The interesting theoretical observation is that event-driven encoding produces smaller, more efficient models. When we train different model sizes on each representation, smaller models plateau on uncompressed video but reach full performance on compressed video. A 4.2M-parameter model reaches only 62% on uncompressed but 75% on compressed. A 9.5M model reaches 75–76% on both. An 18M model reaches 76% on both. This pattern — where the information density of the compressed representation allows smaller models to be effective — suggests something fundamental about how models learn from structured data versus dense noise. Whether this reflects genuine representational advantages or is an artifact of our specific architecture and hyperparameters remains an open question worth exploring.

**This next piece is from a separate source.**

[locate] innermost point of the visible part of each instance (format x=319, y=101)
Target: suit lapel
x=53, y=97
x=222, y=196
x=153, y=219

The core finding from event-driven encoding on screen video is that structure matters more than density. The principle that only the transitions carry information isn't unique to GUIs but applies to any video where most of the content is redundant. If that's true, then compression isn't just about saving tokens — it's about learning from better-structured data. Whether that leads to faster learning, better transfer, or more efficient models remains to be seen. But the architecture itself, the fact that the method works as designed, and the consistent improvements on downstream tasks suggest there's something real here worth understanding better.
NotesThe token pruning findings build on parallel research into attention-aware token selection and action-aware temporal consistency in vision-language models. The insight that token importance patterns carry signal across sequential actions emerged from studying how models allocate attention during policy execution in manipulation tasks.